Defunct Portuguese media company

Edipim was a television production company located in Abrunheira, Sintra. It was an independent production company that produced the most varied types of television formats.

The company was founded on October 1, 1978, but it already existed before, as António Sala's debut as a television presenter took place in 1972 with the program "Música Maestro", which was Edipim's first production.

The company's two main creators were Thilo Krasmann and Vitor Mamede, who would also be the main producers of its television productions. The two formed PIM (Produtores Independentes de Música, Independent Music Producers) because of the recordings they made together. When they made the company official, they were unable to use the intended name, so they decided to use the name Edipim.

It was Edipim that created the first Portuguese soap opera, Vila Faia, opening the studios in Abrunheira, Sintra. The invitation came after the production of the program Eu Show Nico in 1980 where there was a fictional telenovela called Moita Carrasco.
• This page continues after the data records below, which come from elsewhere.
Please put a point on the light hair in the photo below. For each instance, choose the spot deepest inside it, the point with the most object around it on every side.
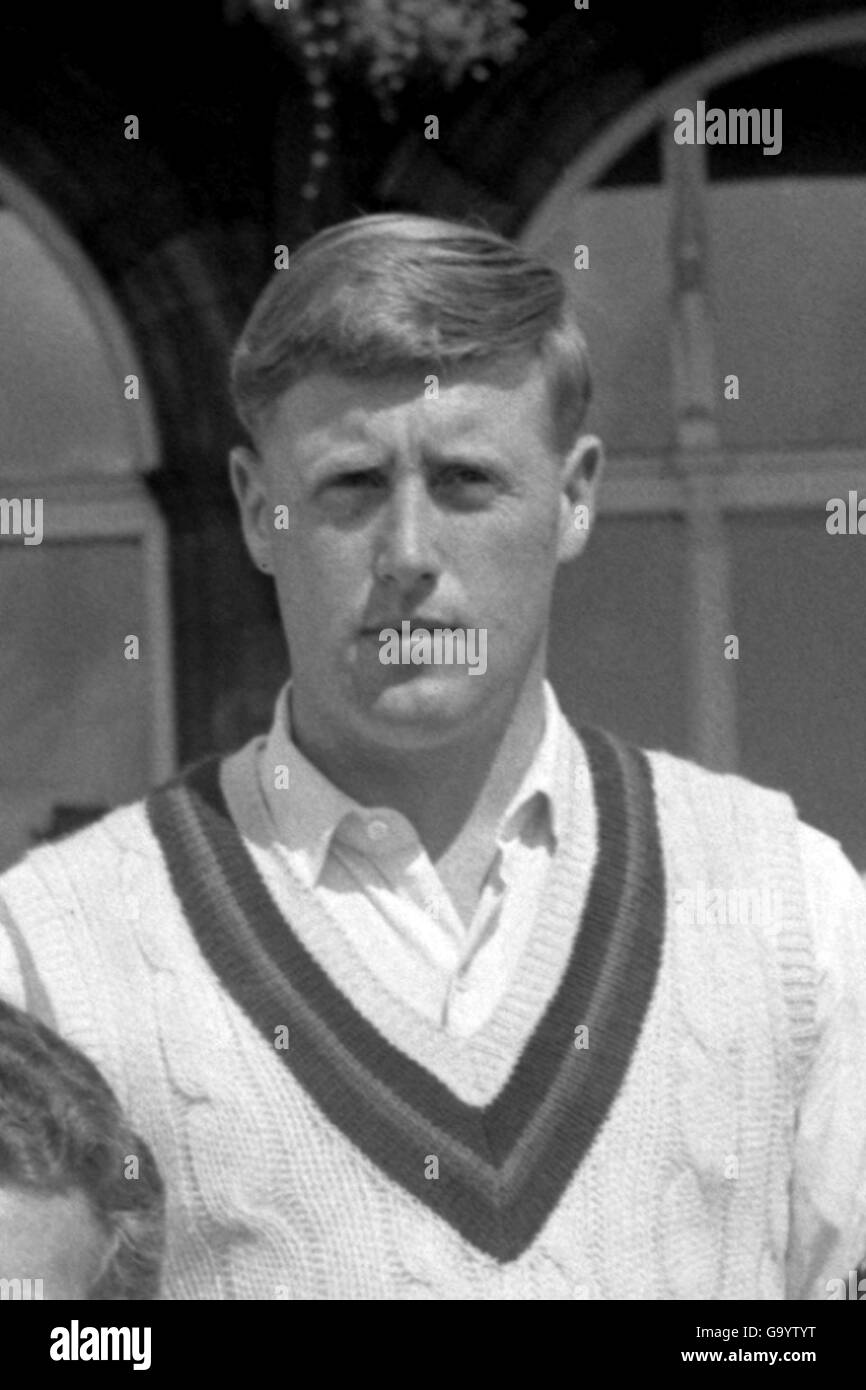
(387, 292)
(61, 1130)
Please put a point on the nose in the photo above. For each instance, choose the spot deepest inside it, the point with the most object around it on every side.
(406, 542)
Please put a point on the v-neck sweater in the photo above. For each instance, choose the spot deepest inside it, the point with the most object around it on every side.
(623, 1125)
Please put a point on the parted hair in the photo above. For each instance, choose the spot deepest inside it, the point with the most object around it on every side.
(395, 291)
(61, 1129)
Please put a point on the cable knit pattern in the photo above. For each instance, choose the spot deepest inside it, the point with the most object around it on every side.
(683, 1191)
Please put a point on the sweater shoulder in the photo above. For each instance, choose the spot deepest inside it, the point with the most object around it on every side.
(681, 781)
(95, 854)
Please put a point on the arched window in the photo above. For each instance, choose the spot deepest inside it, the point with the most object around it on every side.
(82, 545)
(724, 303)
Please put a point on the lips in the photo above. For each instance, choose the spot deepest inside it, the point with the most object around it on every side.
(417, 624)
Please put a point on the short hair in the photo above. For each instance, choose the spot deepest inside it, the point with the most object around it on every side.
(61, 1129)
(385, 292)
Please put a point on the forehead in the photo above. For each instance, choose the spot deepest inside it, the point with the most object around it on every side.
(494, 402)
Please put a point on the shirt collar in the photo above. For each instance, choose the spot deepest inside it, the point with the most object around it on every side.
(310, 811)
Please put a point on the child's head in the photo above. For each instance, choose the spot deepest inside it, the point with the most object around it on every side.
(81, 1197)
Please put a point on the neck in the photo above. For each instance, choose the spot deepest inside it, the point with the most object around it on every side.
(438, 790)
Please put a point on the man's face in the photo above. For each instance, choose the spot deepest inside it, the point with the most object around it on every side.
(452, 510)
(54, 1239)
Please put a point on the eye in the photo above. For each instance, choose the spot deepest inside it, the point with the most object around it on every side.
(359, 478)
(466, 473)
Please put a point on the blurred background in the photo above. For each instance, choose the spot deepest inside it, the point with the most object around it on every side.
(128, 266)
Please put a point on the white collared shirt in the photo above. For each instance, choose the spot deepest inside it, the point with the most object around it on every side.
(374, 876)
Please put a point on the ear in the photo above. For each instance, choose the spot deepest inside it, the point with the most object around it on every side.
(246, 474)
(581, 473)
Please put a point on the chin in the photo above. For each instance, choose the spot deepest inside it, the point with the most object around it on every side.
(424, 704)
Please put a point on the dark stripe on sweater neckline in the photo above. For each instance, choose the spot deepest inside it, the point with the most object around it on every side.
(502, 1166)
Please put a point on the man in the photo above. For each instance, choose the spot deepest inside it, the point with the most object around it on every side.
(407, 993)
(81, 1198)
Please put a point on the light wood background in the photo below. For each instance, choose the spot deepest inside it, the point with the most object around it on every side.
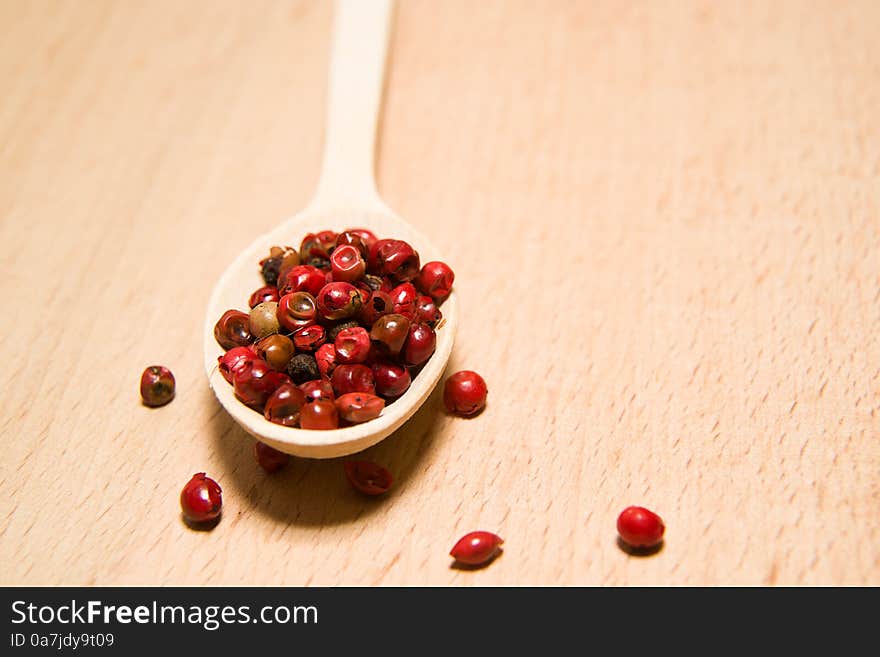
(665, 222)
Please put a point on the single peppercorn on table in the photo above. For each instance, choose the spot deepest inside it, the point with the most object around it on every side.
(663, 222)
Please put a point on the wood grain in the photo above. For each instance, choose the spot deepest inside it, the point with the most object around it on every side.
(665, 222)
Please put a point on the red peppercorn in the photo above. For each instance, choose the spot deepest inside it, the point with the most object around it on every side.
(312, 246)
(405, 299)
(338, 300)
(201, 499)
(302, 278)
(320, 414)
(435, 279)
(265, 293)
(327, 239)
(378, 304)
(255, 382)
(317, 389)
(391, 379)
(297, 310)
(235, 359)
(352, 345)
(326, 359)
(391, 331)
(427, 311)
(394, 258)
(310, 337)
(419, 345)
(368, 477)
(476, 548)
(352, 378)
(359, 406)
(465, 393)
(276, 350)
(347, 264)
(640, 528)
(284, 405)
(157, 386)
(269, 458)
(232, 330)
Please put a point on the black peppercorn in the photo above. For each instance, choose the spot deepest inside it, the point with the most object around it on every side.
(302, 368)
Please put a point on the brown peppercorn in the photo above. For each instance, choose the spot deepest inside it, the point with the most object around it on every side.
(276, 350)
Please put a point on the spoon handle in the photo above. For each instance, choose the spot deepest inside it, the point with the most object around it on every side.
(357, 71)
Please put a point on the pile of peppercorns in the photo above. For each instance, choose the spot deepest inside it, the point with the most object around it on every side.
(338, 331)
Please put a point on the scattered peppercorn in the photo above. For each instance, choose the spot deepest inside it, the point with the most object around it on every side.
(476, 548)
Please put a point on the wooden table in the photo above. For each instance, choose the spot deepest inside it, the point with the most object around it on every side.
(665, 223)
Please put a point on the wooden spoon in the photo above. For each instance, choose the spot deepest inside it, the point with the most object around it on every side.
(346, 198)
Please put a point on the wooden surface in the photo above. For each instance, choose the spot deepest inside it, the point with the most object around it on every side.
(664, 222)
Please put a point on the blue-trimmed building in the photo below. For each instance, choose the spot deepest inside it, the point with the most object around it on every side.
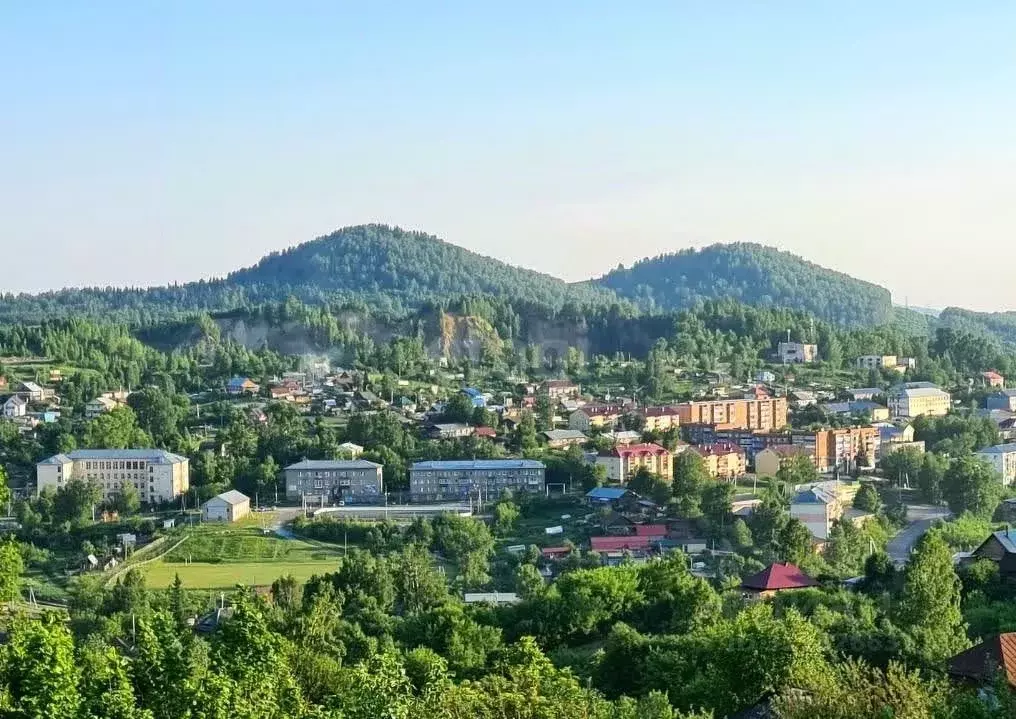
(443, 480)
(475, 396)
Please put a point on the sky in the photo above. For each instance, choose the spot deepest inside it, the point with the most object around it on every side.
(149, 142)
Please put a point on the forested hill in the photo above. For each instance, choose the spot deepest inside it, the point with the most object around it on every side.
(999, 324)
(376, 260)
(391, 269)
(753, 274)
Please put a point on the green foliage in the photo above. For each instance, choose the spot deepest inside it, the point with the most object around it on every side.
(970, 484)
(753, 274)
(868, 500)
(929, 605)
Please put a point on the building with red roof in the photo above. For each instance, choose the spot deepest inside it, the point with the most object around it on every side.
(624, 460)
(650, 530)
(776, 578)
(629, 543)
(993, 379)
(979, 664)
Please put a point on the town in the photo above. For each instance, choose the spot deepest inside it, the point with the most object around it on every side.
(792, 477)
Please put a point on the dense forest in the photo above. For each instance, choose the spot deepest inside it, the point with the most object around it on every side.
(754, 274)
(998, 324)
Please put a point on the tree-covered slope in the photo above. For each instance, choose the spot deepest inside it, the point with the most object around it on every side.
(376, 260)
(1000, 324)
(753, 274)
(389, 268)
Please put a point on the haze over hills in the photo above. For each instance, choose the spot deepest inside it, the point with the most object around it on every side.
(396, 270)
(754, 274)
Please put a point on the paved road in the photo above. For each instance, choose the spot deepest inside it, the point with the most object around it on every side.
(919, 518)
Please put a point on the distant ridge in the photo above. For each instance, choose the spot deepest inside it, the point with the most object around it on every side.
(754, 274)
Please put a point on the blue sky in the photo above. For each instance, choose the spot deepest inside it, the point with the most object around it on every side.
(150, 142)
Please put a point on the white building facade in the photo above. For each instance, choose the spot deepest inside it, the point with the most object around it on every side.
(156, 474)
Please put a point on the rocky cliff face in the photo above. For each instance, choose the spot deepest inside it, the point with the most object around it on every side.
(446, 335)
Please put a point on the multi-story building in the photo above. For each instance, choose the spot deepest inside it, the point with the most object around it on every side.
(660, 418)
(817, 510)
(604, 416)
(560, 389)
(100, 405)
(14, 406)
(1003, 460)
(156, 474)
(760, 414)
(915, 398)
(334, 480)
(1003, 399)
(624, 460)
(888, 362)
(460, 479)
(770, 460)
(797, 352)
(722, 460)
(841, 449)
(993, 379)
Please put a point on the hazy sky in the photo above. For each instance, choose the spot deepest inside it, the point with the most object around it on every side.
(145, 142)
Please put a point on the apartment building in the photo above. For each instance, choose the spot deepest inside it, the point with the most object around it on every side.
(1003, 460)
(460, 479)
(797, 352)
(759, 414)
(722, 460)
(888, 362)
(915, 398)
(818, 510)
(156, 474)
(623, 461)
(334, 480)
(560, 389)
(604, 416)
(841, 448)
(770, 460)
(660, 418)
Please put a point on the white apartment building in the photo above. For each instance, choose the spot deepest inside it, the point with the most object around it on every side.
(797, 352)
(1003, 460)
(156, 474)
(916, 398)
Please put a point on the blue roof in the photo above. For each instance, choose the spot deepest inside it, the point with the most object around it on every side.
(154, 456)
(479, 464)
(607, 493)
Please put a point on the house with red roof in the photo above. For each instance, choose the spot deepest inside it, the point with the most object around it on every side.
(996, 656)
(993, 379)
(624, 460)
(660, 418)
(776, 578)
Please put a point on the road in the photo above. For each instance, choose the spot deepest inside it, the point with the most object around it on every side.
(919, 518)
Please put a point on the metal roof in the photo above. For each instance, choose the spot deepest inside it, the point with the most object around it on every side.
(149, 455)
(333, 464)
(232, 498)
(479, 464)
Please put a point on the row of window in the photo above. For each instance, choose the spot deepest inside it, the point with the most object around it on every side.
(117, 464)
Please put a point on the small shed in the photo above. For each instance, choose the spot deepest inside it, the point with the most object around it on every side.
(228, 507)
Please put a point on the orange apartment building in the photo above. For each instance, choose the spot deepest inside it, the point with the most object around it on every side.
(757, 414)
(623, 461)
(661, 418)
(722, 460)
(830, 448)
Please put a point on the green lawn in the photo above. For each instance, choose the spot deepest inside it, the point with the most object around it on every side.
(216, 557)
(161, 575)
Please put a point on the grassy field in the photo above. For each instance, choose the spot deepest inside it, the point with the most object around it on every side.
(161, 575)
(214, 557)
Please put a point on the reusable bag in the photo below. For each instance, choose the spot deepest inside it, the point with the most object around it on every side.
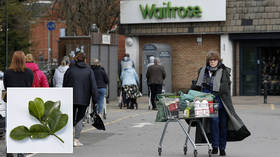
(161, 117)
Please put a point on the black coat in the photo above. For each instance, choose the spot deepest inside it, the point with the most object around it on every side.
(81, 78)
(155, 74)
(236, 130)
(17, 79)
(100, 76)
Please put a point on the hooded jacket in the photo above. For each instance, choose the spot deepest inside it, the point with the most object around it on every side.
(58, 75)
(43, 82)
(129, 77)
(100, 76)
(81, 78)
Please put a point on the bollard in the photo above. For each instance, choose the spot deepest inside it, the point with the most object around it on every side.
(265, 91)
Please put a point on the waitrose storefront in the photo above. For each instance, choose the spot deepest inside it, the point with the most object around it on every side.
(192, 28)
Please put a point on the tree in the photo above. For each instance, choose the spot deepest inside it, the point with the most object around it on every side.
(19, 15)
(80, 15)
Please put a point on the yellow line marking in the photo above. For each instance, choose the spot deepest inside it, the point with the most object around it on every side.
(118, 120)
(272, 106)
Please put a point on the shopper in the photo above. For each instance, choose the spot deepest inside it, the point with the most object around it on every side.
(126, 62)
(81, 78)
(214, 78)
(155, 76)
(17, 75)
(60, 71)
(39, 78)
(101, 82)
(130, 83)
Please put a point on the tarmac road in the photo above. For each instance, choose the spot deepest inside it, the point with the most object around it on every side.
(133, 133)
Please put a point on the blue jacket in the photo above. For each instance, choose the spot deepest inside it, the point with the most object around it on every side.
(129, 77)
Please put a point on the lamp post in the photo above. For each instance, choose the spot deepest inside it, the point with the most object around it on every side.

From playing they went on to a serious telenovela where Nicolau Breyner and the accomplished Nuno Teixeira continued.

Its second production was the series 'Gente Fina é Outra Coisa' and then the second Portuguese telenovela, Origens. In 1987, it produced the programs Eu Show Nico and Lá Em Casa Tudo Bem.

Other programs such as Joaquim Letria Outras Músicas, Humor de Perdição, 1000 Imagens, Top Mais, Parabéns and Herman Enciclopédia followed, aired by RTP. Thilo Krassman sold its 51% share to Radiotelevisão Comercial, RTP's commercial arm.

After the opening of television to the private sector, the company produced the programs Bom Baião and Um Sarilho Chamado Marina for SIC, and Quem Tudo Quer for TVI. Other programs produced for RTP in the late 90s were Há Horas Felizes, Não És Homem Não És Nada and A Última Noite.

In the sound studio, with capacity for recording jingles and bands, records were produced such as the album 'Cheio' by UHF and 'Acústico' by Júlio Pereira.

In 2001, RTP, which had purchased the rest of Edipim in 2000, combined Edipim with the production company FO&CO (which already belonged to the RTP group). In December 2002, it was decided that RTP would merge its two production companies in line with its corporate restructuring. In 2004, Edipim closed its doors, as it was dissolved, together with FO&CO, to make way for RTP - Means of Production.